BACKGROUND
Extracting valuable information from clinical text data is critical in disease progression studies. Traditional methods are often unable to cope with the complexity and volume of such data. The emergence of Large Language Models (LLMs) has opened new avenues, but they are challenged by critical issues such as data security and feature hallucination.
OBJECTIVE
The primary objective of this study is to utilize a modular LLM approach to efficiently and accurately extract features from clinical text data, addressing the specific challenges of data security and feature hallucination, and improving upon the limitations of traditional methods.
METHODS
In this study, we introduced a modular LLM approach to extract features from patient admission records. The process was divided into distinct steps: concept extraction, aggregation, question generation, corpus extraction, and Q&A scale extraction.

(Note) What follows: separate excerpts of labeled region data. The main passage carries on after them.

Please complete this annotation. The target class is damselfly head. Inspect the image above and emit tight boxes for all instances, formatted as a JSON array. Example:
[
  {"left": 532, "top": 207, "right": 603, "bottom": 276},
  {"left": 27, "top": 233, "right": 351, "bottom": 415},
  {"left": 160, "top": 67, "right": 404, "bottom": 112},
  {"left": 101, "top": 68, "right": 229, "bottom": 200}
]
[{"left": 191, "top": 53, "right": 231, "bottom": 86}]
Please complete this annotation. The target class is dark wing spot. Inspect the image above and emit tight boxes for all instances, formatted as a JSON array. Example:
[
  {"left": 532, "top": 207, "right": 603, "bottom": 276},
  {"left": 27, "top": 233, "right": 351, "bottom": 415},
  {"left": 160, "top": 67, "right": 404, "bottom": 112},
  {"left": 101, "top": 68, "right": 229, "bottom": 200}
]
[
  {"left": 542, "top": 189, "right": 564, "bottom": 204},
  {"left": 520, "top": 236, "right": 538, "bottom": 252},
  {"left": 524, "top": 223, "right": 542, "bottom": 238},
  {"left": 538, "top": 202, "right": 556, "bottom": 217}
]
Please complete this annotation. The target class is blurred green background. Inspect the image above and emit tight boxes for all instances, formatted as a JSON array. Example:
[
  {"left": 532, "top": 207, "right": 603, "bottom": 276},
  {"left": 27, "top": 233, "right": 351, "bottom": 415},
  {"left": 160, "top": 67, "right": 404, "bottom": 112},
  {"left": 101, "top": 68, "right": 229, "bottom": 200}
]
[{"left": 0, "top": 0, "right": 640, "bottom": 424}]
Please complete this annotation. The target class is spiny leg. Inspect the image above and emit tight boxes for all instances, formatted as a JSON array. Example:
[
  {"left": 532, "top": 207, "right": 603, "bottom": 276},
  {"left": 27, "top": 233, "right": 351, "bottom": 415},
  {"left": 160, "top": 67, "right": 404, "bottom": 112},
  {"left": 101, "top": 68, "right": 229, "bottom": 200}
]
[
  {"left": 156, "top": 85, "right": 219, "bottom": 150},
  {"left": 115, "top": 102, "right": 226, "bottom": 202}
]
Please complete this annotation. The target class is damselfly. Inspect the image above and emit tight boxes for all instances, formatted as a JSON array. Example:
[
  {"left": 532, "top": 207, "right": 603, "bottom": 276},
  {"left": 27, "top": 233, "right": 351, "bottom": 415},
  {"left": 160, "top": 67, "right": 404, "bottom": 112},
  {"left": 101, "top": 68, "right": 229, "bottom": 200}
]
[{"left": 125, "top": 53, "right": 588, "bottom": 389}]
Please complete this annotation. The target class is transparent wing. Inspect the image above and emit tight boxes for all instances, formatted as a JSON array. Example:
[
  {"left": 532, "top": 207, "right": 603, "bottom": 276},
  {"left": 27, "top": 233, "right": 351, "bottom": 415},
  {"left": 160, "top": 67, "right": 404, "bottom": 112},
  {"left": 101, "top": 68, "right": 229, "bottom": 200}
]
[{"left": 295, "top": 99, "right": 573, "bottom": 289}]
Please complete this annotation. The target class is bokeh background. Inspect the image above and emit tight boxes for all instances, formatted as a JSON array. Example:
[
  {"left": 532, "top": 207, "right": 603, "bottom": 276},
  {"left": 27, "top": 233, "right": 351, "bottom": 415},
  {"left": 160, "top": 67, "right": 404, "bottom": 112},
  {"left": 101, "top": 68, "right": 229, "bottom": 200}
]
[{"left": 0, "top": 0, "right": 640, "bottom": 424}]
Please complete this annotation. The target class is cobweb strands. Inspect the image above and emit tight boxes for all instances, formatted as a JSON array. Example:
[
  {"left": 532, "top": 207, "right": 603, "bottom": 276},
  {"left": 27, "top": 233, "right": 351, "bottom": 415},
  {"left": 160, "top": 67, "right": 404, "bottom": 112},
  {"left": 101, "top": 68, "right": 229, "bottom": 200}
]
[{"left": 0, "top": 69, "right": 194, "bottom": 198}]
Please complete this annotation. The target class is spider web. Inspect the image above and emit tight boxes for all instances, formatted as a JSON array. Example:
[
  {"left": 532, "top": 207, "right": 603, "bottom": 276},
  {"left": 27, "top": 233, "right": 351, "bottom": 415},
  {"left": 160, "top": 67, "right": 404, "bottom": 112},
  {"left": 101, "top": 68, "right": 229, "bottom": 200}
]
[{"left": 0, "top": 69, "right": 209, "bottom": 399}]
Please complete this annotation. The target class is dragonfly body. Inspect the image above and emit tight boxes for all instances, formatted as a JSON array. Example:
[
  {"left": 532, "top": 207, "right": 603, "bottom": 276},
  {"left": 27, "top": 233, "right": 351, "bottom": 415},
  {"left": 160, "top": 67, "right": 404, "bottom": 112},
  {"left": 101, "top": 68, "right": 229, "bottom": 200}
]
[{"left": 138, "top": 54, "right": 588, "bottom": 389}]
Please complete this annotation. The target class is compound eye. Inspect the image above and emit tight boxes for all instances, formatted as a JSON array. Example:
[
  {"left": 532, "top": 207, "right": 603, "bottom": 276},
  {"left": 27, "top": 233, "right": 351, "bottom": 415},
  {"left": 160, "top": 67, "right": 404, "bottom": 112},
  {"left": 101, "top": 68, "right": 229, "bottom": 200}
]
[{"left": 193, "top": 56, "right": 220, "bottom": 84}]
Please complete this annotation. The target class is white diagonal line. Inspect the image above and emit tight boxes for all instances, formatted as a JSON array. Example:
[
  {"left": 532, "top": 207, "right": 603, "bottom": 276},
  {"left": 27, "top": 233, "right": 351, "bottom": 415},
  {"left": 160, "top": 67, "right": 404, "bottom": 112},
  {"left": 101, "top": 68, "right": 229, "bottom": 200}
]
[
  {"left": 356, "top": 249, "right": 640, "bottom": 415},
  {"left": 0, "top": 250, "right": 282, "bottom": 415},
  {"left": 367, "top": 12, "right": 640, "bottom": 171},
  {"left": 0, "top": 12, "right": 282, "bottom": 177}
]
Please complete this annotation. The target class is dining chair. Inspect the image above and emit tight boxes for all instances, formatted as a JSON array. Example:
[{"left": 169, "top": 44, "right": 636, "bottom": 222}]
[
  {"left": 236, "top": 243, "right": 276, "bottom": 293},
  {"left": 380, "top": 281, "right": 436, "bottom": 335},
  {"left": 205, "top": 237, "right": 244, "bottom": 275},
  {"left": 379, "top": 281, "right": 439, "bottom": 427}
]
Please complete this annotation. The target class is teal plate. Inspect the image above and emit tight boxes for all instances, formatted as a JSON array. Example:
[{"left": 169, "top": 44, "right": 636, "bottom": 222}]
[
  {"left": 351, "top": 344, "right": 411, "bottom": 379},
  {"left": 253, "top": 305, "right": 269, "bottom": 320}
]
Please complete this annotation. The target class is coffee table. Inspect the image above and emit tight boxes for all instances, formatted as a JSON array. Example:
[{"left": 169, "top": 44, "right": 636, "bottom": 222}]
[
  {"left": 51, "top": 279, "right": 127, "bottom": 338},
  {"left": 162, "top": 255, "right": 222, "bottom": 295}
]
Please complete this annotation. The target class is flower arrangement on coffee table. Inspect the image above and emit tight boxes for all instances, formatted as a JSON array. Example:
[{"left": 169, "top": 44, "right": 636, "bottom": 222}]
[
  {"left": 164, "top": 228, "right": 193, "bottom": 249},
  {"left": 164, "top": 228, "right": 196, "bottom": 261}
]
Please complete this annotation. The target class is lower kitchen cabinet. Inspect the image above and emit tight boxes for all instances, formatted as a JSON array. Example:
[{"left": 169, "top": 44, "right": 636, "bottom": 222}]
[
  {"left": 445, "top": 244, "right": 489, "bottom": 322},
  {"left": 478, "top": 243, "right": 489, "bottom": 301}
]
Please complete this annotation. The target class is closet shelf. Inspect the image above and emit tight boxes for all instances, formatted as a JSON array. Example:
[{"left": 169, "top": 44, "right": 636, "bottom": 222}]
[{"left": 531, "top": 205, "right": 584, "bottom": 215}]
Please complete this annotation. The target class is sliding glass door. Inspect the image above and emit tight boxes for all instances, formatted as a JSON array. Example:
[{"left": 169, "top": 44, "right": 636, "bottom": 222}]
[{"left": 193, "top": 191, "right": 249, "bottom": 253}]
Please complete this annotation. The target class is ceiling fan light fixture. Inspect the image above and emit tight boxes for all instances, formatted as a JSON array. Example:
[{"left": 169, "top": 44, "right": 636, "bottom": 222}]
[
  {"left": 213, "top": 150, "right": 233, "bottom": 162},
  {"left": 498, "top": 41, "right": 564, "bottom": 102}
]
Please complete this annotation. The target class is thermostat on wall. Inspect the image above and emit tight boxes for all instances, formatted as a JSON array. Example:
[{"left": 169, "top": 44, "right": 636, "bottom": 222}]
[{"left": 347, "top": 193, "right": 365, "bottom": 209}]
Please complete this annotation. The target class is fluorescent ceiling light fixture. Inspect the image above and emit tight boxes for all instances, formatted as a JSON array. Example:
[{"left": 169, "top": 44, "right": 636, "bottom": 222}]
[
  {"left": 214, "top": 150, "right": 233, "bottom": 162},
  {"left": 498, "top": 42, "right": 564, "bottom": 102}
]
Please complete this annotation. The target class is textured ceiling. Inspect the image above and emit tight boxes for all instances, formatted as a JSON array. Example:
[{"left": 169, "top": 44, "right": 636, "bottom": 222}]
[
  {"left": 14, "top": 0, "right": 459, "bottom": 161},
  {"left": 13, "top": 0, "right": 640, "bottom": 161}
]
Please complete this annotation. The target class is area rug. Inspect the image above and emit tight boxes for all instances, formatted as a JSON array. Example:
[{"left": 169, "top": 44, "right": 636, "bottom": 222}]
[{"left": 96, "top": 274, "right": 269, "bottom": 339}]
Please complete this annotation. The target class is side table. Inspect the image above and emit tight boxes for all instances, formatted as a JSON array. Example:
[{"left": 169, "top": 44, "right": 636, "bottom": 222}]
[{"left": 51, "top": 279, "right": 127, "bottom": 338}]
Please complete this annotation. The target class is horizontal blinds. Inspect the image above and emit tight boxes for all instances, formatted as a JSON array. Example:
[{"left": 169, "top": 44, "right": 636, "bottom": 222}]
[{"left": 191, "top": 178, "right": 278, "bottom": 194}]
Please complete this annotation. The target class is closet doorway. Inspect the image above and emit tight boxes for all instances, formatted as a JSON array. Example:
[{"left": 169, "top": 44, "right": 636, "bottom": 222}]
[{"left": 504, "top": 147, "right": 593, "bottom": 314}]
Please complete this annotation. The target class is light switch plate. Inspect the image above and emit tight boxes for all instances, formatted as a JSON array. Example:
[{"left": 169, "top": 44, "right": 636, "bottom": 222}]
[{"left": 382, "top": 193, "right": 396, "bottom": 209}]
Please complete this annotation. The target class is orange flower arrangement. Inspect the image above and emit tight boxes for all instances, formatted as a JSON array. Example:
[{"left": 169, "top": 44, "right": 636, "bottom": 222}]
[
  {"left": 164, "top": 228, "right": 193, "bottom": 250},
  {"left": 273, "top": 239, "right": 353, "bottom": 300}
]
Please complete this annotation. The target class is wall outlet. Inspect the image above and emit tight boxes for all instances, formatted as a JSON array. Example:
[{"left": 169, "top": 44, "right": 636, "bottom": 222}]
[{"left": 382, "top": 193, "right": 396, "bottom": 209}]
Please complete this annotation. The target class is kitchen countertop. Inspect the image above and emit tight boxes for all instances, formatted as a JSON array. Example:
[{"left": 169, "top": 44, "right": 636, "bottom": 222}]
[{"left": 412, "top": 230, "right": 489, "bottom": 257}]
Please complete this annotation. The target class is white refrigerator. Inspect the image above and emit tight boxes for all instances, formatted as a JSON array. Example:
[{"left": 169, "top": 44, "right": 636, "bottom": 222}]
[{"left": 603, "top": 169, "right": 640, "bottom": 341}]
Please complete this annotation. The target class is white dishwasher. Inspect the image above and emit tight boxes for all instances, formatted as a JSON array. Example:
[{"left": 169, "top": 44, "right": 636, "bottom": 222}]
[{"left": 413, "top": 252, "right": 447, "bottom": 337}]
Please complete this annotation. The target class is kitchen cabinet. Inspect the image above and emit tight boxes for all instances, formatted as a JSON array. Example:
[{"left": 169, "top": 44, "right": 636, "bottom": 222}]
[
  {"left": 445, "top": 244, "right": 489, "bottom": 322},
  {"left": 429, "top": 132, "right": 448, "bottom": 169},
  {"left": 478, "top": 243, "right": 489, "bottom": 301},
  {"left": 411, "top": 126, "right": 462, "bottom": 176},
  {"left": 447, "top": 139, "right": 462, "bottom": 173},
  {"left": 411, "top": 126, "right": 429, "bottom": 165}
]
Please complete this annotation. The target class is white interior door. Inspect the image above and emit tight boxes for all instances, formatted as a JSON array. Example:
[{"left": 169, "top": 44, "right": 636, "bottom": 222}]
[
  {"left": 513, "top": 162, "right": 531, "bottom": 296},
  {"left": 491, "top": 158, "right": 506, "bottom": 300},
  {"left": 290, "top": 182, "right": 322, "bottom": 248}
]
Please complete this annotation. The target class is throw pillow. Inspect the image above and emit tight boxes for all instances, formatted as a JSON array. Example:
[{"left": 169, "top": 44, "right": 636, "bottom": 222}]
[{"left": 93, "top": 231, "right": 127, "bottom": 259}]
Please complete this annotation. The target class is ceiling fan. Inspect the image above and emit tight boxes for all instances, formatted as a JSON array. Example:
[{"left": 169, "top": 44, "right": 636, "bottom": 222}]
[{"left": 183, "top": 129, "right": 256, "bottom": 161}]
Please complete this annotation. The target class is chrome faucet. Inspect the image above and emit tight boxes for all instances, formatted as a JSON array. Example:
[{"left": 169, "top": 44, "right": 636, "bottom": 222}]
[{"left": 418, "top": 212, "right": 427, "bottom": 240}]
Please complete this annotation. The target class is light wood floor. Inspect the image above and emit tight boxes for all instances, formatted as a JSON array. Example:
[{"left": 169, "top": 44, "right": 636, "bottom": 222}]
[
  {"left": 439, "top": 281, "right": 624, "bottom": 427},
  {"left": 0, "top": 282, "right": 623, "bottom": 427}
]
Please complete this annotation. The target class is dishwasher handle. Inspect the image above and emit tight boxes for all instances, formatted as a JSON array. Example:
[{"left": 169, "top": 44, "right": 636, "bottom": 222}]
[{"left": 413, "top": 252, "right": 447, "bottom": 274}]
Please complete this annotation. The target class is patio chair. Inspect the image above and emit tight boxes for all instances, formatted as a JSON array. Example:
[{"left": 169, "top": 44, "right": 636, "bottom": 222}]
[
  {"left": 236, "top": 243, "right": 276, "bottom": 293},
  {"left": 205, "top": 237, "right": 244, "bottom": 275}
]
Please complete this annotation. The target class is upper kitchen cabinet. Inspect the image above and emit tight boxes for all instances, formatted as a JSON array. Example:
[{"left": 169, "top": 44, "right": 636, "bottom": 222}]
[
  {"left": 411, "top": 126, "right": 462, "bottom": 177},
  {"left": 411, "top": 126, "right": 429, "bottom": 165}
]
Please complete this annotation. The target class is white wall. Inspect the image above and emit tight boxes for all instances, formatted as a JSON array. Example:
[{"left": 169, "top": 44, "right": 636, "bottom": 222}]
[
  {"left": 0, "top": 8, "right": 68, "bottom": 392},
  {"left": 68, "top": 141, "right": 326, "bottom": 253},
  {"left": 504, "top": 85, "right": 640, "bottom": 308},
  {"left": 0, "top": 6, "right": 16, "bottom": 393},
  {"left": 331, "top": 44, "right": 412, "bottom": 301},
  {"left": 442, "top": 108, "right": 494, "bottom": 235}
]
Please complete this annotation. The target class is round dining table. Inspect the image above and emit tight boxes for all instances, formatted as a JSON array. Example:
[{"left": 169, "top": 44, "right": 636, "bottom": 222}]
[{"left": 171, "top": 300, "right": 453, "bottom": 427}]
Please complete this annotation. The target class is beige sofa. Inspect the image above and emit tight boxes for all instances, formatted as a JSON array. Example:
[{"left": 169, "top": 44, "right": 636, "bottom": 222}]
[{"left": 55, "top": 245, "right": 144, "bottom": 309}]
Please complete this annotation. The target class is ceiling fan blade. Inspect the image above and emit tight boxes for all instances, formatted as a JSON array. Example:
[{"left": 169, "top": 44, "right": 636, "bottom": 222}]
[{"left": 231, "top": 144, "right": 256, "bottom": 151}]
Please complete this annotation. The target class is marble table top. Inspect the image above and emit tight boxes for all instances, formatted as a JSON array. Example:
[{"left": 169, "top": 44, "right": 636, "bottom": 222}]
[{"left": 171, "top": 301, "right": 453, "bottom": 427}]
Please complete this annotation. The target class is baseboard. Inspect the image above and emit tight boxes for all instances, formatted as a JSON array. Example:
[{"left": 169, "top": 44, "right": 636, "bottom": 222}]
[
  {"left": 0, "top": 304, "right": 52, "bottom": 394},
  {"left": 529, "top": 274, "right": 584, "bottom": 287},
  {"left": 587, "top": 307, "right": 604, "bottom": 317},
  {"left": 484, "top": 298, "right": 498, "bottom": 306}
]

Our method was evaluated on a dataset comprising 25,709 pregnancy cases from the People's Hospital of Guangxi Zhuang Autonomous Region, China, utilizing two low-parameter LLMs, Qwen-14B-Chat (QWEN) and Baichuan2-13B-Chat (BAICHUAN).
RESULTS
The approach achieved high precision in features extraction, with QWEN and BAICHUAN showing average accuracies of 95.52% and 95.86%, respectively. The models demonstrated low null ratios (<0.21%) and varied time consumption. We also experimented the INT4-quantified version of QWEN (QWEN (INT4)) on a consumer-grade GPU, achieved even better performance (97.28% accuracy and a 0% null ratio).
CONCLUSIONS
This study demonstrates the effectiveness of a modular LLM approach in extracting clinical text data with high accuracy and efficiency. By breaking down the extraction process into manageable components, this approach offers a promising solution for textual features extraction from patient documentation.